When my brother committed suicide, he left a note for me to deliver to the clerk at the Minneapolis Courthouse who helped him with his application for a pistol. No one asked, maybe were forbidden, why a 78-year-old man who lived in an eminently safe area wanted one. After we buried him at Fort Snelling military cemetery, I found a different clerk in the police department to ask that the gun that killed him be destroyed.

Today, as Fred did, 25,000 Americans, including 1,200 children, use a gun to kill themselves every year. That is about 70 per day, most deaths barely noted beyond distraught family and close friends. For those who grieve the death, it is something they rarely talk about, yet it is something that never goes away.

I have had a second experience, at a distance, with the effects of a handgun fired in rage and derangement. In the fall of 2010, I stuffed envelopes for a woman running for Congress. Gabby Giffords was bright, charming and charismatic. She had a bright future in public service, and she certainly might have been elected to the U.S. Senate from Arizona. Beyond that, some admirers thought she could even be a presidential candidate someday. As I talked to her that first day, she was like an old, close friend.

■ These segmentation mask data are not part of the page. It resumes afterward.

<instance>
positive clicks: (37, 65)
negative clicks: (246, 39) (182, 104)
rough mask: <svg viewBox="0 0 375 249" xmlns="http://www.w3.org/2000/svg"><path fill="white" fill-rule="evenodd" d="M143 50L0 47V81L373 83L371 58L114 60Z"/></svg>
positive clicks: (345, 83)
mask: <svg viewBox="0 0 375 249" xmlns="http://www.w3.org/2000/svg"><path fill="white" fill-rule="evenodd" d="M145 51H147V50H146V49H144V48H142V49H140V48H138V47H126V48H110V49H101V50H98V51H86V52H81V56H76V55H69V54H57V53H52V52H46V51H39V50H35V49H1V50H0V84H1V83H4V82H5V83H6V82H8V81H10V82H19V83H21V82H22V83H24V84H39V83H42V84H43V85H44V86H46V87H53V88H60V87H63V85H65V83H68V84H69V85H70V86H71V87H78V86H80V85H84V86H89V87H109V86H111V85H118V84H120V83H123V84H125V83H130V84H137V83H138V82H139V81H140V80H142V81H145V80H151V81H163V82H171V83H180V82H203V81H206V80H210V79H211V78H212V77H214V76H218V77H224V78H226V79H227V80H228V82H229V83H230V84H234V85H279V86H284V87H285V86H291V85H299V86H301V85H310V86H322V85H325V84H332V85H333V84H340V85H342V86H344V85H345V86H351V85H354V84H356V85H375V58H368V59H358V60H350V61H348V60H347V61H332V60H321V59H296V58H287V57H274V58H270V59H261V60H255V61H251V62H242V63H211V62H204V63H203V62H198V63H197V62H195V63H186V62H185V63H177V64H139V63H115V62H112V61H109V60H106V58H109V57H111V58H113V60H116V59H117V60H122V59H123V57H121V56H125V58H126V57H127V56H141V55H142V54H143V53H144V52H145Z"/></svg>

A couple of months later outside a supermarket where she greeted and was surrounded by about 20 shoppers, a 22-year-old paranoid-schizophrenic guy carrying a Glock pistol (hey were developed for military and police use) with a 33-bullet chamber shot her in the head at close range. She miraculously survived, but six others died, including a 12-year-old girl.

We probably shouldn’t be surprised at the easy availability of guns for both men who pulled a trigger. We are the most heavily armed nation in the world. No country, large or small, developed or not, is close in percentage of ownership in its population. There were 4,277,971 handguns, 2,846,759 rifles, and 535,994 shotguns in private hands in a recent count. Some are never fired, of course, considered safely tucked away, but others aren’t. In schools alone, there have seen several hundred shootings since 2013, 17 in 2018 alone. The worst are inscribed on a national gravestone: Columbine, Sandy Hook, Parkland.

After Parkland where 17 people, mostly kids, died, Gov. Kim Reynolds recognized the need for serious background checks. She was clear and unequivocal. That commitment, ostensibly heartfelt has disappeared. The Iowa Legislature has recently passed, and the governor signed, a bill that makes it easier to purchase guns. Purchase is easier, carrying almost casual as a back pocket handkerchief.

Legislators and Kim Reynolds cannot be charged as accessories to murder, but in effect, they are. Guns kill, as we saw in Cedar Rapids recently when a 20-year-old took the lives of his mother, father and sister, shot himself in the foot, and claimed an intruder did it all. The 2nd Amendment shouldn’t cover murder, as it does daily.

Some historians have said that a significant part of the effort to pass it was the fear of slaves rising up to seek freedom. Today, we are all slaves to gun manufacturers, the gun lobby, and craven public officials. It is time for an uprising.

Norman Sherman of Coralville has worked extensively in politics, including as Vice President Hubert Humphrey’s press secretary, and authored a memoir “From Nowhere to Somewhere.”